HiveSQL经典十题(下)
第六题
需求
请用sql写出所有用户中在今年10月份第一次购买商品的金额,
表ordertable字段:(购买用户:userid,金额:money,购买时间:paymenttime(格式:2017-10-01),
订单id:orderid
数据准备:
CREATE TABLE test_sql.test6
(
userid string,
money decimal(10, 2),
paymenttime string,
orderid string);
INSERT INTO TABLE test_sql.test6 VALUES('001',100,'2017-10-01','123');
INSERT INTO TABLE test_sql.test6 VALUES('001',200,'2017-10-02','124');
INSERT INTO TABLE test_sql.test6 VALUES('002',500,'2017-10-01','125');
INSERT INTO TABLE test_sql.test6 VALUES('001',100,'2017-11-01','126');
查询SQL:
SELECT userid,
paymenttime,
money,
orderid
from (SELECT userid,
money,
paymenttime,
orderid,
row_number() over (PARTITION BY userid
ORDER BY paymenttime) rank
FROM test_sql.test6
WHERE date_format(paymenttime, 'yyyy-MM') = '2017-10') t
WHERE rank = 1;
第七题
需求
现有图书管理数据库的三个数据模型如下:
图书(数据表名:BOOK)
读者(数据表名:READER)
借阅记录(数据表名:BORROW_LOG)
(1)创建图书管理库的图书、读者和借阅三个基本表的表结构。请写出建表语句。
(2)找出姓李的读者姓名(NAME)和所在单位(COMPANY)。
(3)查找“高等教育出版社”的所有图书名称(BOOK_NAME)及单价(PRICE),结果按单价降序排序。

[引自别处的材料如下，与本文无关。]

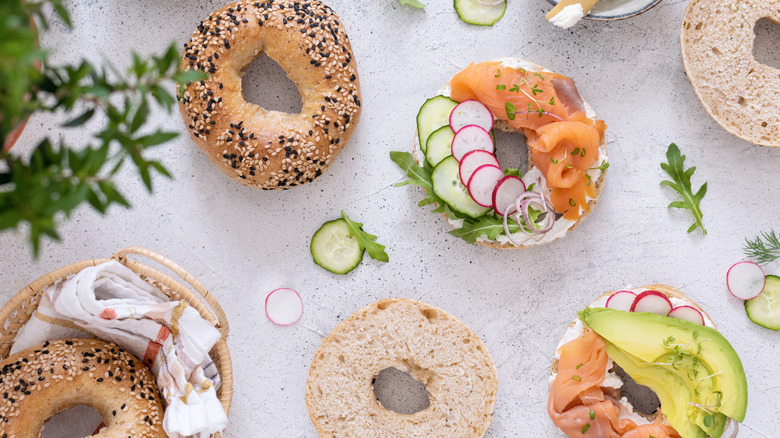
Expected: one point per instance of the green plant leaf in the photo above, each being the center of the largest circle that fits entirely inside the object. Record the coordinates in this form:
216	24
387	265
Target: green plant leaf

(4)查找价格介于10元和20元之间的图书种类(SORT)出版单位(OUTPUT)和单价(PRICE),
结果按出版单位(OUTPUT)和单价(PRICE)升序排序。
(5)查找所有借了书的读者的姓名(NAME)及所在单位(COMPANY)。
(6)求”科学出版社”图书的最高单价、最低单价、平均单价。
(7)找出当前至少借阅了2本图书(大于等于2本)的读者姓名及其所在单位。
(8)考虑到数据安全的需要,需定时将“借阅记录”中数据进行备份,请使用一条SQL语句,在备份
用户bak下创建与“借阅记录”表结构完全一致的数据表BORROW_LOG_BAK.井且将“借阅记录”中现
有数据全部复制到BORROW_L0G_ BAK中。
(9)现在需要将原Oracle数据库中数据迁移至Hive仓库,请写出“图书”在Hive中的建表语句(Hive
实现,提示:列分隔符|;数据表数据需要外部导入:分区分别以month_part、day_part 命名)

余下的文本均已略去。